Saturday, November 3, 2012

Journey

1. Remembering a journey.

One summer over two decades ago, I journeyed to the summit of Mount Whitney. It’s 14,505 feet above sea level. As I climbed I exhaled all of my strength into the thin air. The long last effort to the summit was painful. It was hard to keep going. I wanted to quit.

My face was a mask of agony. Except that a mask conceals what is beneath it. But the mask of agony that I wore exactly showed what I felt in every square inch of my body and psyche.

Then I got to the top. It was a joy to be there. I felt grand and happy.

On the journey down from the summit, I met people going up with faces that were, like mine before, masks of agony. That was everybody that I met.

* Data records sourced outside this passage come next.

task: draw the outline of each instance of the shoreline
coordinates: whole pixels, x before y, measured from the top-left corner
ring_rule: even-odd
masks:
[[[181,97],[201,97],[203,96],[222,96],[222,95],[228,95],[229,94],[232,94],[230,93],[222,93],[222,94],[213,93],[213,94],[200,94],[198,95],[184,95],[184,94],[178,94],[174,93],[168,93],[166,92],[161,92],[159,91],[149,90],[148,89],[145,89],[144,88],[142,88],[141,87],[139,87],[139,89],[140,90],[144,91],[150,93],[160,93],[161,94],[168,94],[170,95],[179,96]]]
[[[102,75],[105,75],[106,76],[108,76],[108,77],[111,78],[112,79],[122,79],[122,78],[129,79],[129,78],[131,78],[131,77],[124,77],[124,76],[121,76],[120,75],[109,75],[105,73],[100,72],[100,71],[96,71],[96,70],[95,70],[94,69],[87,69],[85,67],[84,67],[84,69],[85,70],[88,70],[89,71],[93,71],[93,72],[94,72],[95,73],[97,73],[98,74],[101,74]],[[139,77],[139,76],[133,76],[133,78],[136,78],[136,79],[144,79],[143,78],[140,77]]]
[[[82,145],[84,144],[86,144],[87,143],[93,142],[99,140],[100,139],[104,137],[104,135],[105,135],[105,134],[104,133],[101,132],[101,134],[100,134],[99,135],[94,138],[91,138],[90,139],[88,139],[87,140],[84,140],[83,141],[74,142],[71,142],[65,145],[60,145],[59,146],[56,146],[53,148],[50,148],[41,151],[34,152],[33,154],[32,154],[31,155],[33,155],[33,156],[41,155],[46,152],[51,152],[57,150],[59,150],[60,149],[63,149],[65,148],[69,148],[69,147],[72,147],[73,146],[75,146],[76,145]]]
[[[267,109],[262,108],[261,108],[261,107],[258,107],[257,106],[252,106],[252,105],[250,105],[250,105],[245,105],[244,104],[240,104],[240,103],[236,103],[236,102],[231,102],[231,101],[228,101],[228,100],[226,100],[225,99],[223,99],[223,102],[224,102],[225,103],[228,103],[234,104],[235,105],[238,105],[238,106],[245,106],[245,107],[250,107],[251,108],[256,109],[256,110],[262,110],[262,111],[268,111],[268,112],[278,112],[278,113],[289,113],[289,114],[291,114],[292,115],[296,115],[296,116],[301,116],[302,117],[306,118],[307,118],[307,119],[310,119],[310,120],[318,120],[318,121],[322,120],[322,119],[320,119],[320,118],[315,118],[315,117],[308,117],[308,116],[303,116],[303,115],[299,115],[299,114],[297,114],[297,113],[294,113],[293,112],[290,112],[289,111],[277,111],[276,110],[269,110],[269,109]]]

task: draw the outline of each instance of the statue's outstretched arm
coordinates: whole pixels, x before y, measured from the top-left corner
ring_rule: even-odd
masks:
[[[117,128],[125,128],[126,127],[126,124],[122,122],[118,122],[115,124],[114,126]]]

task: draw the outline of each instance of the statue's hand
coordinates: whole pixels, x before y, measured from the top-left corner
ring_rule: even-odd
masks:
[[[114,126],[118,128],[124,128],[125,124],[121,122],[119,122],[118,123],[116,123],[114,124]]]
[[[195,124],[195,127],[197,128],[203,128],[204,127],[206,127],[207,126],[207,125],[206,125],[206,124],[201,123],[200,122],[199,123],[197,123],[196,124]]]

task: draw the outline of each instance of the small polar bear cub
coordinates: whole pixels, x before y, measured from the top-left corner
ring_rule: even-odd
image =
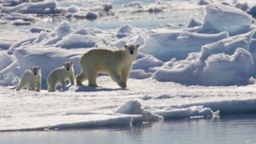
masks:
[[[40,67],[30,67],[22,74],[22,80],[18,85],[16,90],[27,87],[29,90],[41,90],[41,68]]]
[[[138,55],[138,45],[125,45],[117,50],[97,49],[85,53],[80,58],[81,72],[76,77],[78,86],[88,79],[89,87],[98,87],[98,72],[108,73],[121,88],[126,87],[132,62]]]
[[[62,67],[57,68],[49,74],[46,80],[48,92],[55,92],[56,88],[59,84],[63,89],[66,87],[66,79],[70,81],[71,86],[74,85],[74,74],[72,62],[62,63]]]

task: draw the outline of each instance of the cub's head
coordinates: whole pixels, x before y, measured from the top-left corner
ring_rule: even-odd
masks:
[[[65,68],[65,70],[69,71],[73,70],[73,62],[66,62],[62,63],[62,66]]]
[[[125,44],[124,47],[125,51],[131,55],[137,56],[138,55],[139,45]]]
[[[30,67],[30,71],[34,74],[34,75],[39,75],[40,74],[41,67]]]

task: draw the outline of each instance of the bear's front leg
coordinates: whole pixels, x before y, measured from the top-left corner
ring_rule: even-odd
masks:
[[[36,92],[40,92],[40,91],[41,90],[41,82],[38,82],[38,83],[36,84]]]
[[[126,83],[121,78],[120,76],[117,71],[111,71],[109,74],[112,79],[118,83],[118,86],[122,88],[126,88]]]
[[[70,79],[70,82],[71,84],[71,86],[73,86],[74,84],[74,75],[71,76],[69,78]]]
[[[129,77],[130,72],[131,71],[131,65],[129,65],[125,67],[121,71],[121,77],[125,83],[127,83],[127,80]]]
[[[61,79],[61,89],[63,89],[66,87],[66,81],[65,79]]]

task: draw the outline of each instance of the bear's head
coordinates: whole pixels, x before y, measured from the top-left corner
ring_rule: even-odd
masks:
[[[125,44],[124,47],[125,51],[130,55],[137,56],[138,55],[139,45]]]
[[[66,62],[62,63],[62,66],[65,68],[65,70],[69,71],[73,70],[73,62]]]
[[[40,74],[40,70],[41,70],[41,67],[30,67],[30,71],[32,72],[32,73],[35,76]]]

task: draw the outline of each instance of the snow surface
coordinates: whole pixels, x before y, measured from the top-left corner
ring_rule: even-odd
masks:
[[[31,13],[60,12],[66,18],[88,19],[113,14],[110,3],[63,8],[56,1],[9,2],[1,3],[1,23],[29,24],[38,20],[34,14],[25,15]],[[31,26],[28,30],[0,30],[0,131],[255,113],[256,26],[249,12],[253,6],[249,1],[215,0],[158,1],[150,5],[133,2],[119,12],[205,9],[202,21],[191,18],[179,30],[130,24],[111,29],[74,28],[63,20],[52,29]],[[62,62],[73,62],[77,75],[81,71],[79,57],[84,52],[120,49],[127,43],[140,46],[127,89],[100,74],[97,82],[101,87],[88,87],[85,82],[83,87],[61,90],[58,87],[56,93],[47,92],[47,76]],[[15,91],[22,73],[33,66],[41,67],[41,92]]]
[[[127,89],[122,89],[108,76],[100,77],[98,83],[102,87],[74,86],[56,93],[0,87],[0,131],[130,125],[163,118],[215,116],[218,110],[222,114],[256,110],[254,85],[186,87],[130,78]]]

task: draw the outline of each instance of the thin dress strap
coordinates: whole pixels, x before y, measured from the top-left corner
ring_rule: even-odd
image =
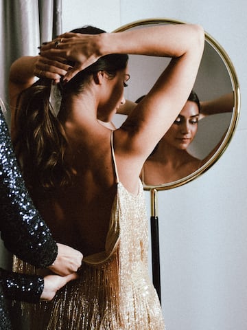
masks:
[[[118,184],[119,182],[119,176],[118,176],[117,164],[116,164],[116,159],[115,159],[115,153],[114,153],[113,131],[112,131],[110,132],[110,147],[111,147],[111,151],[112,151],[113,160],[113,164],[114,164],[114,170],[115,170],[115,175],[116,175],[116,180],[117,180],[117,183]]]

I said what I could to encourage them. I wanted them to succeed. I wanted them to know that the joy of the destination made the agony of the journey completely worthwhile.

2. Journeys of the Bible.

The Bible is a book of journeys.

Adam and Eve journey from Eden to exile with a cherubim with a flaming sword behind them barring the way to the tree of life. The patriarch Abraham journeys from his home to the wilderness to make a pact with God. His grandson Jacob flees from his other grandson, angry Esau. Jacob flees rather than stay to be cut down. After many years, he journeys back to a joyful reunion with Esau. Along the way, he wrestles with God.

He and his children journey to Egypt to escape a famine. His son Joseph journeys there first, sold into slavery by his jealous brothers. The rest of the family follows after.

After four hundred years, Moses murders an Egyptian and flees to Midian. Then God reveals himself to Moses in a bush that burns but is not consumed. Moses journeys back to Egypt to lead his enslaved people out of Egypt.

The children of Israel journey in the Sinai for forty years. When it's time for that wandering to end, God stops the waters of the Jordan River, and they cross over dry river-bottom into their inheritance.

The Israelites stay in one place for hundreds of years. In that time, they fall away from God. Then the Israelites go on a new journey – into exile and captivity. After seven decades, a remnant journeys back to the land of their ancestors.

Jesus was itinerant. His story begins with his mother Mary, with child by the Holy Spirit, journeying to visit her elderly kinswoman Elizabeth, who is pregnant with the child who will become John the Baptist. Jesus is born after his parents journey to Bethlehem. The spirit of God tells Jesus’s earthly father Joseph to take his family and flee to Egypt. After the death of King Herod, they journey from Egypt to Nazareth.

Jesus in his time of ministry does not stay in one place. He journeys from city to city, from town to town, and into the wilderness. He journeys to Jerusalem to die.

Mary Magdalene journeys to Jesus’s tombs with spices to make fragrant his corpse. There Jesus, risen from the dead, greets her. He tells her to go and tell the others. A number of disciples journey to see the empty tomb.

The Book of Acts is a book of journeys. It largely chronicles the journeys of Paul to spread the good news of Christianity. It ends with Paul’s journey to Rome, where by tradition his journey ends in martyrdom.

3. The journey to the golden city.

Some Christians believe that heaven comes to them. But Christianity is a journey, a journey like the journeys described in the Bible. It’s a journey to God.

It’s a journey that begins with the decision to make the journey.

On the journey, most pilgrims meet up with other people also making the journey. Such a caravan of pilgrims is called a church.

On the journey, the pilgrim gains skills for the journey. The pilgrim learns about the journeys of others by reading the Bible and in other ways. The pilgrim learns things useful for his or her own journey.

On the journey, the pilgrim learns to pray. Prayer enlists the help of God in the journey; it can help others, too. It may lead to the pilgrim being consciously guided on the journey by God.

Some pilgrims end their journeys too soon. Some stop believing in the heavenly city that lies at the end of the journey. Some think that the journey is a waste of time – they think that God will be along for them with no effort of their own. And that might or might not be true, but that doesn’t mean that God wants his pilgrims to stop advancing on heaven. (But there are seasons of rest.)

Some of us journey in the wrong direction. Some of us journey in circles. Some of us give up or get distracted or grow complacent. I have known giving up.

When we finally give up the ghost, if God finds us along the way where he wants us to be, that is an act of his grace – grace in guidance, grace in strength, grace in faith, and just plain grace.

For each of us, our life, if it is lived well, is lived in movement. That journey might at times be uphill and hard. Mine has been. Life has been like that for many of my friends. But there’s joy at the summit.